Budget 2024 made the new regime significantly more attractive:

  • Standard deduction: Increased from ₹50,000 to ₹75,000 for salaried individuals
  • Family pension deduction: Increased to ₹25,000 (from ₹15,000)
  • Rebate u/s 87A: Zero tax on total income up to ₹7 lakh (after standard deduction, effective tax-free threshold is ₹7.75 lakh for salaried)
  • Employer NPS contribution: Up to 14% of salary (increased from 10%) deductible under new regime
  • Deductions Available ONLY in Old Regime

    DeductionSectionMaximum Amount

    |---|---|---|

    LIC, PPF, ELSS, EPF, home loan principal80C₹1,50,000
    Health insurance premium80D₹25,000 (₹50,000 for senior citizens)
    HRA exemption10(13A)Actual as per formula
    Leave travel allowance10(5)2 journeys per block of 4 years
    Interest on home loan (self-occupied)24(b)₹2,00,000
    Interest on home loan (let out)24(b)No limit
    NPS self-contribution80CCD(1B)₹50,000 additional
    Education loan interest80ENo limit
    Donations80G50–100% of donation
    Savings account interest80TTA₹10,000

    The Break-Even Calculation: Which Regime Wins?

    The new regime wins when deductions are LOW. The old regime wins when deductions are HIGH.

    Break-even deduction amount (approximate, income ₹10–15 lakh range): ₹3,00,000–₹3,75,000

    If your total deductions (80C + 80D + HRA + home loan interest) exceed this threshold, stick with the old regime. If they're below, the new regime is better.

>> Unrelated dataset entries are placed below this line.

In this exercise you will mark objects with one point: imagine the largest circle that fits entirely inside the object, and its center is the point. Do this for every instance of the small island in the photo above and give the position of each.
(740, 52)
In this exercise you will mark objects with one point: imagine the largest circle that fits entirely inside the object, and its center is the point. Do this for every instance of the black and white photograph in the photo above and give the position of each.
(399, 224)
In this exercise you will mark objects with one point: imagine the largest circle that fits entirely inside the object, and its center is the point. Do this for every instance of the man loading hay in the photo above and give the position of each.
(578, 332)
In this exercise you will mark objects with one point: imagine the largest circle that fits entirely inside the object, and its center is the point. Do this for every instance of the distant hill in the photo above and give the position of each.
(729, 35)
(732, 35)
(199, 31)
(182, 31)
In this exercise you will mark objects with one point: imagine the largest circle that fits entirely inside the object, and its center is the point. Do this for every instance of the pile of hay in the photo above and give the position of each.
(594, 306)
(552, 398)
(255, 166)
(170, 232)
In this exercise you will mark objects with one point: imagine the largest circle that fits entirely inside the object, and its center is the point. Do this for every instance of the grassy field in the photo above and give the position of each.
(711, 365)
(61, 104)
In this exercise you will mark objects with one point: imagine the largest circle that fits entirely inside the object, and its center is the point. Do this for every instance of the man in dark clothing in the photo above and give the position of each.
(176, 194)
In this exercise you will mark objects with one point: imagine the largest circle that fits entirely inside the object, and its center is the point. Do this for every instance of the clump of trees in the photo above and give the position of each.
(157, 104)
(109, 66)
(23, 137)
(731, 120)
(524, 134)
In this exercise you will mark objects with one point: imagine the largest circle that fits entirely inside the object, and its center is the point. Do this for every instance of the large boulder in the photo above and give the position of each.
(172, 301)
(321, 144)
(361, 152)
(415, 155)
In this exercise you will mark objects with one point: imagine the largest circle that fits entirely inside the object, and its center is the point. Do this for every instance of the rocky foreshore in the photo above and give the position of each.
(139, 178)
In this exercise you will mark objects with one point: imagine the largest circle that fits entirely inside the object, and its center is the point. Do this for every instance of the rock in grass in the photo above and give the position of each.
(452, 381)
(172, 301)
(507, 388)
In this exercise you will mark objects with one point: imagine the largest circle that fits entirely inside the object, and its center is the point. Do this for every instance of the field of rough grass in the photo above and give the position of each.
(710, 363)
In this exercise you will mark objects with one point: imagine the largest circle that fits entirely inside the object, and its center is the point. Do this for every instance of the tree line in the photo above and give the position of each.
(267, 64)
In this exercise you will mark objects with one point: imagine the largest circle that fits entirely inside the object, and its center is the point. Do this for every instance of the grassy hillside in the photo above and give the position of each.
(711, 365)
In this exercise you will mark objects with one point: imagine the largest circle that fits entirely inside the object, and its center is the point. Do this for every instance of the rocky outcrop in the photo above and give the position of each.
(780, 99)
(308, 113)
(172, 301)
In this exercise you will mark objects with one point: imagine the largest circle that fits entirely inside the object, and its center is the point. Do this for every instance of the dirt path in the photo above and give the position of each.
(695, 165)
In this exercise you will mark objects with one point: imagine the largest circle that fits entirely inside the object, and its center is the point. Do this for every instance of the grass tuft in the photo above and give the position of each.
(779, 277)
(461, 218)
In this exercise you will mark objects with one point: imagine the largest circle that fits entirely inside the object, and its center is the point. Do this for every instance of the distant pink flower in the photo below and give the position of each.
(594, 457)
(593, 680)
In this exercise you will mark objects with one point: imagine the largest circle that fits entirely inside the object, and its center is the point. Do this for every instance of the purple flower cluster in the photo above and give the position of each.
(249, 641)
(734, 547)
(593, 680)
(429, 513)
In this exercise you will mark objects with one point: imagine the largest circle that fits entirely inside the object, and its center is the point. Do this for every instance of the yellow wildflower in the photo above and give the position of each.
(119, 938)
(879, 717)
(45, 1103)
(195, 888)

    Worked Examples: Making the Right Choice

    Case 1: Salaried, income ₹12 lakh, renting, no home loan

    • 80C investments: ₹1.5 lakh (EPF + ELSS)
    • HRA exemption: ₹1.2 lakh (rent in non-metro)
    • 80D: ₹25,000 (health insurance)
    • Total deductions: ₹2,95,000

    Old regime tax: ~₹1,68,000

    New regime tax: ~₹1,20,000 (after ₹75,000 standard deduction)

    New regime saves ₹48,000 → Choose NEW regime

    Case 2: Salaried, income ₹15 lakh, home loan, metro HRA

    • 80C: ₹1.5 lakh
    • HRA exemption: ₹2.4 lakh (metro city)
    • Home loan interest: ₹2 lakh
    • 80D: ₹25,000
    • 80CCD(1B): ₹50,000
    • Total deductions: ₹6,40,000

    Old regime taxable income: ₹15L - ₹50,000 (std) - ₹6.4L = ₹8.1L → Tax ~₹78,000

    New regime taxable income: ₹15L - ₹75,000 (std) = ₹14.25L → Tax ~₹2,06,250

    Old regime saves ₹1.28 lakh → Choose OLD regime

    How to Switch Between Regimes

    For salaried employees:

    • Declare regime choice to employer at the start of the financial year (for TDS calculation)
    • Can switch to the other regime when filing ITR (you're not bound by employer declaration)
    • Salaried employees can switch every year

    For business owners and professionals:

    • Once old regime is exercised (in a year when you have business income), you can switch back to new regime only once in your lifetime
    • For individuals with business income, this is a critical, largely irreversible decision

    ITR filing: Select the appropriate regime in your ITR form. If you miss the ITR deadline, the new regime is mandatorily applied (another reason to file on time).

    Frequently asked questions

    Is the new regime compulsory?

    No — you can choose old or new regime every year. New regime is default but you can opt for old.

    Can I switch between regimes?

    Salaried employees can switch every year. Business income earners can switch only once.